Dave Shinskie

No. 15
- Position: Quarterback

Personal information
- Born: May 4, 1984 (age 41) Danville, Pennsylvania, U.S.
- Listed height: 6 ft 4 in (1.93 m)
- Listed weight: 209 lb (95 kg)

Career information
- High school: Mount Carmel (PA) Area
- College: Boston College (2009–2012);

= Dave Shinskie =

American football player (born 1984)

David Michael Shinskie (born May 4, 1984) is an American former football quarterback. Who played for Boston College. He was BC's starting quarterback for the 2009 season and the beginning of the 2010 season, but then lost the starting spot to Chase Rettig.

== Early life ==
Shinskie is the son of David and Joann Shinskie, the third-oldest of their four sons. He played football at Mount Carmel Area High School in Kulpmont, Pennsylvania. In his four years at Mount Carmel he threw 400 completions for 6,334 yards. In his junior season Shinskie threw 111 completions for 1,815 yards and 16 touchdowns, while in his senior season he threw 160 completions for 2,524 yards and 26 touchdowns.

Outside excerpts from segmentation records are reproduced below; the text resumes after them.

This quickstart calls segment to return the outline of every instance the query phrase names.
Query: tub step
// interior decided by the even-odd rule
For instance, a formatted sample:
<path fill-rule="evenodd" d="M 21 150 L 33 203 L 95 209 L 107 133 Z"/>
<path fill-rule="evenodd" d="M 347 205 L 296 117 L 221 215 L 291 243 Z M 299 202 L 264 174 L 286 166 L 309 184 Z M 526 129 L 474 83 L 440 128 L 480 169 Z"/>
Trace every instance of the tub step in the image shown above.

Shinskie also punted for the team. He earned Associated Press All-State first team honors and Associated Press Small School Player of the Year honors in his senior season. Shinksie also played baseball and basketball in high school, and initially went on to a career in professional baseball.

== Baseball career ==
Shinskie was drafted by the Minnesota Twins in the fourth round of the 2003 Major League Baseball draft. He ended his baseball career in 2009 playing for the New Hampshire Fisher Cats.

== College career ==

=== 2009 season ===
Shinskie played in all thirteen games of the 2009 Boston College season, starting the final ten games. He led the Eagles to the 2009 Emerald Bowl, where he completed 14 of 33 passes for 218 yards; the Eagles lost to USC 24–13. Shinskie threw for 2,049 yards and fifteen touchdowns during the season, setting Boston College freshman passing records.

=== 2010 season ===
Shinskie started the first three games of the 2010 season. Chase Rettig took over as the Eagles' starting quarterback for the latter part of the season.

=== 2011 season ===
Shinskie played in only two games in the 2011 season.